A handsome, clueless man. A lovely, suddenly impoverished earl's daughter. A murder mystery. A neighbor altogether too adoring of the handsome, clueless man. This book has it all. A fun, Victorian page-turner. Yes the author waxes too moral about her one character's downfall, and you'll want to re-write the end in your head, but I relished this one all the same. And I swear it inspired a portion of the equally turgid 1997 period film Firelight.

Told ya it was turgid
Added bonus of East Lynne: it's free on Kindle and comes in at under 50 hideous typos. Gotta love those old "classics."


Sprawling Family Saga:

Sometimes you need room to move in and with characters and get attached. This Texas tale has multiple viewpoints, covers a sweep of time, and keeps you turning the pages.




Adventure and Grim Death (Nonfiction):

I'd only read one other Lusitania book and loved that one, too. Erik Larson rebounds from In the Garden of Beasts (not my favorite of his) with this exciting account told thoroughly from various perspectives. You'll laugh, you'll cry, you'll start wearing a life jacket around the house.


Pure Froth and Fun:

This one is an A+++++ for royals fans (which I'm, as Foghorn Leghorn would say).
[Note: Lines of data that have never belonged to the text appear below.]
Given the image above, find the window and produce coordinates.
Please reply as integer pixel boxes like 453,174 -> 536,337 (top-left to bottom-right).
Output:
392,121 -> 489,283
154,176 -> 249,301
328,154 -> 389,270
A fictionalized version of Will and Kate's romance. I enjoyed every page of it. The heroine is American and has a twin sister, and the lovebirds meet at Oxford, not St. Andrews, but everything is seriously recognizable. I really did laugh and cry (or at least tear up) over this one. This is the definition of beach read.

There you have them! So pour yourself some iced tea with mint, put on your sun hat, and grab that pool deck chair because you've got hours and hours and pages and pages to enjoy.